A phenomenon like drawing, which is rooted in factors that spread across the organism and its environment, will require an explanatory framework that is well suited to modelling both organismic and environmental parameters, within a framework which will facilitate an understanding of the complex interactions between the two. Clark (1997: 123) argues that complex emergent phenomena demand new modes of explanation and study to

complement (not compete with) more familiar analytic approaches. They require “a mix of explanatory tools, combining Dynamical Systems constructs with ideas about

representation, computation, and the information-processing role of distinguishable subcomponents” (1997: 123).

The investigation of drawing would in turn help answer the call from proponents of the extended view for a more interdisciplinary approach to the study of cognitive practices.

The Extended Mind thesis embraces a variety of kinds of mental representations. Wilson (2010: 183) proposes that the Extended Mind task is to understand these different practices and what it is that makes them representational, examining what forms such activities take, and “just how they bring about the effects they do”. Cognitive integration arguments emphasise the hybrid nature of extended cognition, and “attempt to understand the nature of the integration between internal and external processes as elements of a hybrid process”

(Menary, 2010b: 229). This shift suggests a methodological reorientation, to a methodology which “is not traditional conceptual analysis, but an interdisciplinary, pluralistic motley”

(Wilson, 2010: 183). To understand drawing as a representational practice will require various means, including historical analyses of its emergence and sociological and psychological analysis of the conditions under which it operates (Wilson, 2010).

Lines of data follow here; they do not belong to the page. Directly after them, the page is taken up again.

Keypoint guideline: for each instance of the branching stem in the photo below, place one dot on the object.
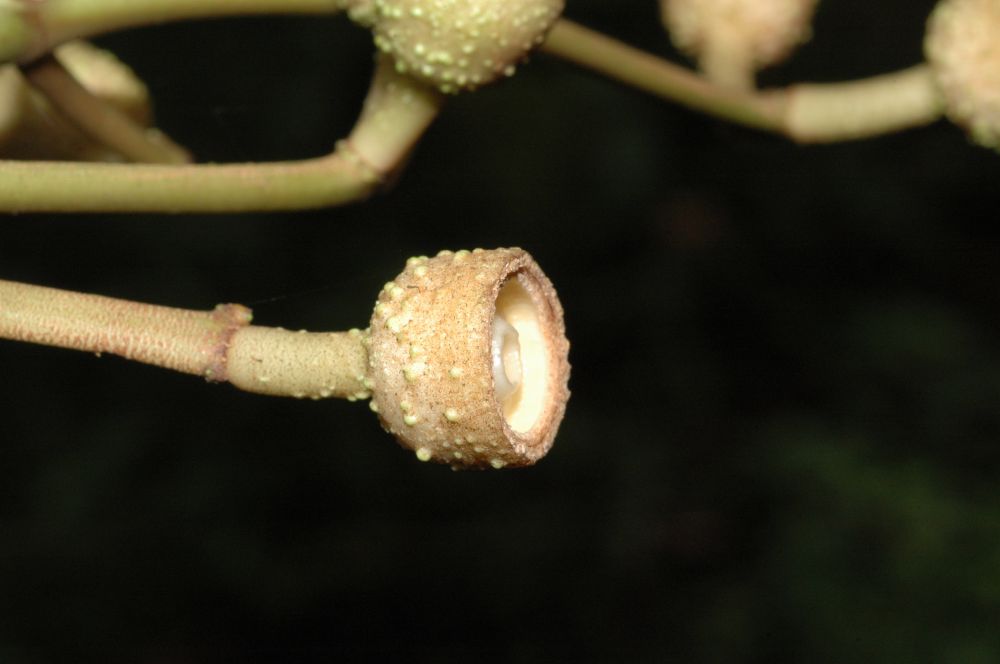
(68, 19)
(805, 113)
(97, 118)
(396, 113)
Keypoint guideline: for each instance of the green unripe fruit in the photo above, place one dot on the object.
(457, 45)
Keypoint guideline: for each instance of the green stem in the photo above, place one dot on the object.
(60, 20)
(219, 345)
(98, 119)
(83, 187)
(395, 115)
(644, 71)
(807, 112)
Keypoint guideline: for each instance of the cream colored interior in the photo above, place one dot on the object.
(520, 357)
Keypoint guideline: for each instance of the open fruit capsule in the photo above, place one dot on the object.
(469, 359)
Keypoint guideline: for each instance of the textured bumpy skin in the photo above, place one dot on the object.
(771, 28)
(963, 48)
(431, 363)
(457, 45)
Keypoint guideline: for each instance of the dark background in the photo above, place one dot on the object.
(783, 438)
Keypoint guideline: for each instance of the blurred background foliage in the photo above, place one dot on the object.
(782, 443)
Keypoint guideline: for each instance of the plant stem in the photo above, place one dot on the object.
(82, 187)
(61, 20)
(219, 345)
(822, 113)
(97, 118)
(396, 113)
(644, 71)
(805, 112)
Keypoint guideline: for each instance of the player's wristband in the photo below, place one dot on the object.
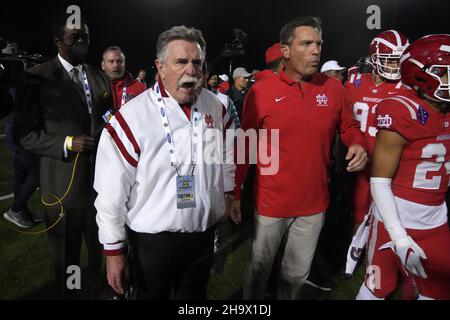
(69, 143)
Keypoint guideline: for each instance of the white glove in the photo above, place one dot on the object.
(409, 253)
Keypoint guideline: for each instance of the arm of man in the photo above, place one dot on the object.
(386, 157)
(229, 166)
(115, 172)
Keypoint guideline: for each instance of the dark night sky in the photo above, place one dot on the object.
(135, 24)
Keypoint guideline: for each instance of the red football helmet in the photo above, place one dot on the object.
(425, 66)
(385, 47)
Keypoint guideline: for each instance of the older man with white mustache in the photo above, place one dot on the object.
(155, 181)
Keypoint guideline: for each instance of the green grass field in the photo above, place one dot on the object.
(26, 270)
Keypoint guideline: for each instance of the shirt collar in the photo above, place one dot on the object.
(285, 78)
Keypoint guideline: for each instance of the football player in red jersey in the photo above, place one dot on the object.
(365, 91)
(410, 176)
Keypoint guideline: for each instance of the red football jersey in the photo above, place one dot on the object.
(364, 95)
(423, 172)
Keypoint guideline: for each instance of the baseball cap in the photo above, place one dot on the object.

From the perspective of the Extended Mind thesis the focus of the following chapter will be how drawing makes possible and encourages forms of thought which are “not accessible by conventional processes of reason” (Hill, 1966:5). What follows then is an attempt to collect a range of reflections on drawing which straddle theory and practice, drawing from – as well as interweaving – disciplines and practices such as fine art, design, philosophy and cognitive science, in the hope that these complementary contributions can somehow interlock and inform one another to build a more cohesive account of drawing. As a distinct form of cognitive extension, drawing will first be viewed as an embodied practice, firmly grounded in perception and action. This will be followed by an attempt to appreciate this practice in combination with an understanding of the context and nature of the

drawing systems themselves – how they are generated and manipulated for some goal in a particular situation as an act that extends, enhances and amplifies cognition.